The following bar graph plots IMDB rating and sum of adjusted gross at a particular rating. There is clearly NO linear correlation between rating and performance. However, there are certain patterns noticeable. Box office performance peaked at an IMDB rating of 7.8. The next highest peaks are at 7.6 and 8.0. In essence, there seems to be a bell curve with crest at 7.8. It is interesting to note that the cutoff for IMDB top 250 is at 7.9, which means some of the most successful movies don't make it to the list. Although IMDB rating is a user generated rating, it is probably biased towards people with Internet access, who may have different tastes from the rest of the public. This may partially account for the absence of linear correlation.

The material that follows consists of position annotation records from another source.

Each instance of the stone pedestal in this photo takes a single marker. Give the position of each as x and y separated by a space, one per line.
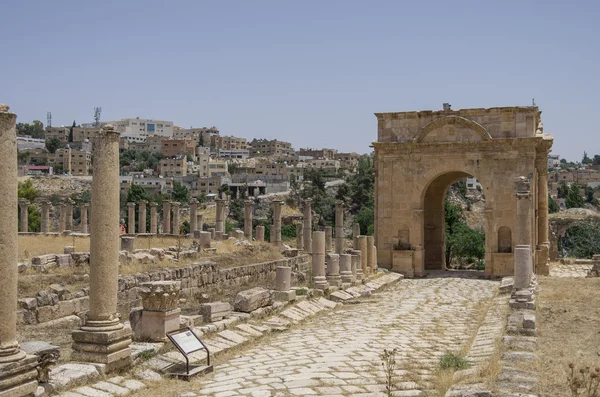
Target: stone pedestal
275 235
18 372
328 238
166 217
204 240
220 216
104 339
176 218
45 221
355 234
283 283
339 227
153 218
300 236
260 233
333 270
160 314
346 269
127 243
318 260
142 216
84 222
130 218
363 245
248 205
24 218
194 215
308 225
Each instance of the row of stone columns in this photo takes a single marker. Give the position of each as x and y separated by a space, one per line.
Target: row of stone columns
66 217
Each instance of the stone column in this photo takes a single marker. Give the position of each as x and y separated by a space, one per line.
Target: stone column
357 264
166 217
84 223
17 370
318 260
63 218
543 242
346 268
371 265
364 254
153 218
69 215
300 236
355 234
24 206
283 283
45 221
248 205
339 227
333 270
524 227
308 225
275 235
142 216
523 267
176 218
194 216
328 238
200 222
103 338
130 218
220 217
260 233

The following graph plots movies with an IMDB rating of greater than 7.9 against unadjusted gross. The size of the marking is proportional to the number of votes they received on IMDB. The graph clearly emphasizes the fact that newer movies receive more attention than older counterparts.
[edit] More PG-13?
The next question I want to explore is if movie industry is increasingly targeting younger audiences for better box office performance. I use a box chart to plot MPAA rating against Year of the release of the movie. The graph lists the median of each rating below the bucket. While PG seems to be spread more or less equally across the years, G and PG-13 have specific time periods in which they are more popular. The median of G is 1963, but it has four outliers all of which are animations from Pixar and were made after 1990. The median of PG-13 is 2003 with 24 (out of 100 all time movies) in the bucket. Also, if you follow the reference lines across Y-axis, you observe that 1990s and 2000s are dominated by PG-13. Movie industry clearly seems to be targeting teens or at least making their movies teen watchable.
It is important we keep in mind the history of rating system before we draw any concrete conclusions. PG-13 was introduced in 1984 prior to which movies were rated with PG or R. Just like adjusting gross to inflation, it is important to adjust movies to cultural inflation and there by rating, to make more meaningful comparisons.
Considering just top-100 movies, further deters us from making definite conclusions that movie industry is targeting teens. Instead, we can conclude that PG-13 movies are increasingly successful at box-office to the point of replacing all other MPAA ratings except G and PG rated animations.
This Trellis plot tries to make many of the same points mentioned for the above graph. Movies rated PG are distributed over the years, but movies rated PG-13 fall after 1990. One additional piece of information it provides is a sense of their box office performance. G rated movies made before 70 seemed to have performed extremely well, while PG rated movies did well during 70s. There is no clear dominant rating post 90s, though PG-13 shows some signs of it.
[edit] Genre performance at Box Office
The following multiple scatter plot categorizes movies on genre and plots year of release against adjusted gross. The point of this exercise is to see if one particular genre dominates the box office. Action clearly rules the roost with consistent presence in all decades. Drama and comedy are other genres that have consistent presence. Genres like musical, mystery and western have no presence after 60s. Renewed interest can be seen in Adventure (Harry potter series) and Animation (Pixar movies).